Filme do Dia: Sangue Sobre a Terra (1957), Richard Brooks
Sangue Sobre a Terra (Something of
Value, EUA, 1957). Direção: Richard Brooks. Rot. Adaptado: Richard Brooks,
a partir do romance de Robert C. Ruark. Fotografia: Russell Harlan. Música:
Miklós Rózsa. Montagem: Ferris Webster. Dir. de arte: Edward C. Carfagno &
William A. Horning. Cenografia: Robert R. Benton, Henry Grace & Edwin B.
Willis. Figurinos: Helen Rose. Com: Rock Hudson, Dana Wynter, Sidney Poitier,
Wendy Hiller, Robert Beatty, Walter Fitzgerald, Ivan Dixon, Frederick O’Neal,
Angela Cartwright.
Quênia. Peter
(Hudson) possui uma amizade desde a infância com o negro Kimani (Poitier).
Estapeado pelo próprio cunhado de Peter, Jeff (Beatty) diante dele, ele se une
aos rebeldes Mau-Mau, que, como prova de lealdade de Kimani, exige que ele
lidere um massacre a família de Peter. Mesmo resistente a ação, Kimani lá se
encontra e observa que os filhos de Elizabeth (Hiller), irmã de Peter, foram
mortos e ela bastante ferida. Uma reação não tarda a chegar por parte dos
brancos e boa parte dos Mau-Mau são massacrados, inclusive a mulher de Kimani.

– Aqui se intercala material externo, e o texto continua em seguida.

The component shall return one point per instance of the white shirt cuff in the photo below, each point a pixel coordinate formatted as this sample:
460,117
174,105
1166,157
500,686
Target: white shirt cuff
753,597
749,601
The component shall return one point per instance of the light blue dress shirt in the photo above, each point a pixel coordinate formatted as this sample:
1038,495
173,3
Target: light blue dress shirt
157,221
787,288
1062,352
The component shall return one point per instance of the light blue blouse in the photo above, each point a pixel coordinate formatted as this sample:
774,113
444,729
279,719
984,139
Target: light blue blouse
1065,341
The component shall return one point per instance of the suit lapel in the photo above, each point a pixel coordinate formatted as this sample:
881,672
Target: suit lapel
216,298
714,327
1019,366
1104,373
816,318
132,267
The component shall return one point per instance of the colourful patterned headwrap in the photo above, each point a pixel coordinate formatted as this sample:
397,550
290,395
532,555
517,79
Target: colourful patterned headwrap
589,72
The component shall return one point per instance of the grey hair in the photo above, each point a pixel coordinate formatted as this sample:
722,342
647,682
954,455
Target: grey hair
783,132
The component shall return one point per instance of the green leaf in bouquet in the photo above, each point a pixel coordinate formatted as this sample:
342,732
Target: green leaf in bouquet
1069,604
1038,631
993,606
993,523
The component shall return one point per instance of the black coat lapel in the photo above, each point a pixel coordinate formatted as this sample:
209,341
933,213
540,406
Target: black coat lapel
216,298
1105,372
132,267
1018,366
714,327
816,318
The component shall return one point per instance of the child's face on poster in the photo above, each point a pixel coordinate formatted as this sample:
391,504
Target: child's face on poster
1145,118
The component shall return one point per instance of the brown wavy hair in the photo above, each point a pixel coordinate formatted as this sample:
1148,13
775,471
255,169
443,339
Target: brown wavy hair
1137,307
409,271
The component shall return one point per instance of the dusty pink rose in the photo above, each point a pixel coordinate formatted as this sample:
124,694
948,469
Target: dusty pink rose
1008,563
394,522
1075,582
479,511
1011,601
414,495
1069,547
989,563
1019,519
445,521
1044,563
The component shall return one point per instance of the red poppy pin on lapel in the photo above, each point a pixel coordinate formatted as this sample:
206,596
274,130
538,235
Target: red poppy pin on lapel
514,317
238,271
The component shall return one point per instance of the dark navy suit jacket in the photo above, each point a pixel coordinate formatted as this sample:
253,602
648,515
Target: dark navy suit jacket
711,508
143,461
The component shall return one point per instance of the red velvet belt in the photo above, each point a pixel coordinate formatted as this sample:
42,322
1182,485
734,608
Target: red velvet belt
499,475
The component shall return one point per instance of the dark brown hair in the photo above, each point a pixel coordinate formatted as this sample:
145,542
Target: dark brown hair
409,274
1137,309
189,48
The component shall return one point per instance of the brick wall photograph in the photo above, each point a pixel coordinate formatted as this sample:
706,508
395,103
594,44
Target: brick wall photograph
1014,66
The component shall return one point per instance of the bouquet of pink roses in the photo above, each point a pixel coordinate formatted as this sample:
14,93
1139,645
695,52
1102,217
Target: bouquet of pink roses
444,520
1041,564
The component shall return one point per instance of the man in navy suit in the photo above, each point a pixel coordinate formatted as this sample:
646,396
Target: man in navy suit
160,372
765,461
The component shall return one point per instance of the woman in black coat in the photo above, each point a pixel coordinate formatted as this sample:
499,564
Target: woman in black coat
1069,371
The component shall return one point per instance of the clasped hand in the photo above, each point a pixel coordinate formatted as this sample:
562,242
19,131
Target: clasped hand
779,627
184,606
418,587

Ele foge com sua criança, tendo em seu encalço Peter, que tenta negociar uma
saída pacífica, algo que não ocorre.
Esse drama
liberal americano não passaria sem enorme constrangimento às plateias
contemporâneas, de mais de meio século após sua realização. De fato, mesmo
oriundo de um realizador progressista e de um realizador progressista que havia
efetuado obras mais interessantes (como Sementes da Violência), derrapando feio aqui ao tentar explorar a realidade colonial
do Quênia. Mesmo para os padrões norte-americanos de uma visão progressista o
filme é, em última instância, um poço de conservadorismo. Das relações entre
gêneros com Peter sempre pensando na terra como um conceito amplo de
pertencimento, enquanto para Holly tudo não vai além da esfera privada e, ainda
mais corretamente, de sua relação com Peter. E enquanto Peter tem uma relação
com a terra tão aparentemente visceal de pertença a de uma Scarlett O’Hara em ...E O Vento Levou, para Holly a terra
é o próprio Peter, daí ela clamar a certa altura por abandonar o país e
partirem sensatamente para um local mais seguro. É curioso como o filme se põe
renitentemente do lado branco-colonialista, mesmo existindo vislumbres de má
consciência como a de fazerem uso da mesma tortura que acusam os africanos na
boca de sua mente mais “esclarecida”, Peter, ainda que na cena de maior impacto
dramático da relação racial sob o prisma melodramático, ele não questione de
fato a postura racial superior do pai que estapeia o amigo de infância Kimani,
apenas o fato de ter sido em alguém que ele possui vínculos afetivos. Não é
necessário muito esforço para imaginar que a família de Peter, incluindo ele
próprio, não se encontra tão distante das mesmas convicções raciais de
superioridade da família de pioneiros que Ford apresenta em seu contemporâneo Rastros de Ódio. Um toque de perversão a mais se dá no confronto final em que, para
que no plano da moldura dramática acompanhada ao longo do filme, a família de
Kimani não saia perdendo, sua mulher é morta. E, o golpe de misericórdia se dá
com a morte do próprio Kimani, que havia resistido a se render e, pior de
tudo, e certamente a solução mais
bizarra de todas, com a apropriação de
Peter de seu filho, enquanto um provável aceno de paz futura. Embora exista uma
continuidade com o modelo do negro amistoso que Poitier havia encarnado e voltaria
a encarnar diversas vezes, em cenas como a que protege simbolicamente as
crianças ao início do massacre, cobrindo o braço descoberto do garoto, não se
pode ler a morte de Kimani como o de mártir da resistência de sua causa, sendo
que ele próprio havia sido patética e inverossimelmente “desarmardo” por
lembranças sentimentais da infância e da amizade com Peter pouco antes, após
pouco mais que umas palavras desse. E sim mais como a intransigência de alguém
que não possui o perfil menos passional e mais racional como o de Peter.
Destaque para uma Dana Wynter que bem poderia proporcionar uma tentativa de
cópia, um tanto anônima e anódina, de Elizabeth Taylor à época, inclusive
buscando reproduzir alguns cacoetes dessa, como a forma de cumprimentar
efusivamente alguém. MGM. 113 minutos.